Salerno calls this the "bumps-on-my-head tops-of-my-shoes" period, meaning that he kept his head down whenever he went out. Eventually, Salerno had to find work, no small task for a middle-aged man with a felony record and ongoing mental issues.
His probation officer told him that a bread factory was hiring, but Salerno learned that felons weren't being considered. The doctor then attended a weeklong training program run by a cutlery company.
"I was, like, I'm not ready for this level of humiliation," Salerno recalls. "I thought, 'Do you have to get so low that you are selling knives to your family and friends?'"
He held out a while longer.
In April 2004, Salerno caught a break.
A vocational rehabilitation specialist working for the state mentioned Salerno to Lori Ashcroft — executive director of the Recovery Opportunity Center (the training and consulting wing of Recovery Innovations).
Dr. Ashcroft had a job opening for a teacher at the center, and the specialist suggested that she interview Salerno.
"Mark was in a completely hopeless state of mind when he first came in," Ashcroft recalls. "I really don't know how he drug himself out of bed to get there. But I looked at his résumé and thought it might work. A mental illness doesn't scare me. I've had to deal with that myself."
Ashcroft says she offered Salerno a job on the spot, thinking it would be a really good — or a really bad — hire.

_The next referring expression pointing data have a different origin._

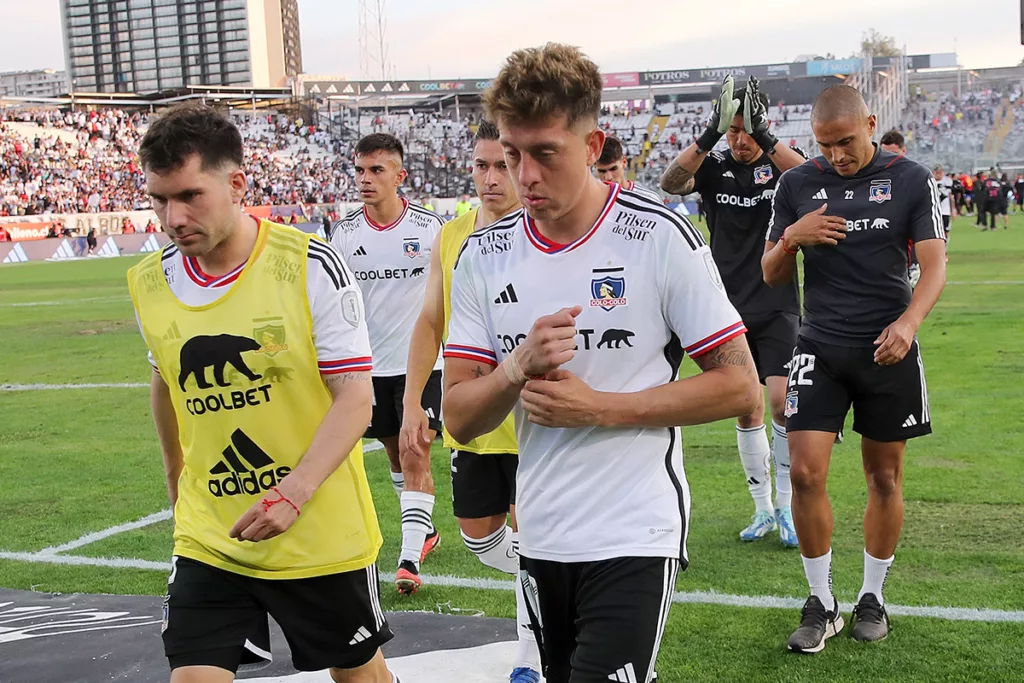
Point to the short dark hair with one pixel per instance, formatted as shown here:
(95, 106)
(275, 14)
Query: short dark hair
(486, 131)
(184, 130)
(894, 137)
(611, 152)
(380, 142)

"I asked him when he could start," she recalls. "He said, 'Are you kidding me? Tomorrow?'"
Ashcroft says Salerno soon won over new colleagues and students.
"I wasn't healed by any means — that's a lifelong process — but having a purpose to get up in the morning again was huge," Salerno says.
In 2005, Recovery Innovations (then META Services) moved Salerno to a counseling gig in Peoria, where he still works.
"I have been able to give meaning to my own experiences by helping other people," he says. "For me it's about the meaning. I don't buy the 'purpose' stuff because that means you were destined for something. I really don't think I'm that important."
Salerno often rode his bike back and forth from home to work daily, 171/2 miles one way. He says he did the trek for two reasons — the price of gasoline was rising, and he needed the workout, both physically and mentally.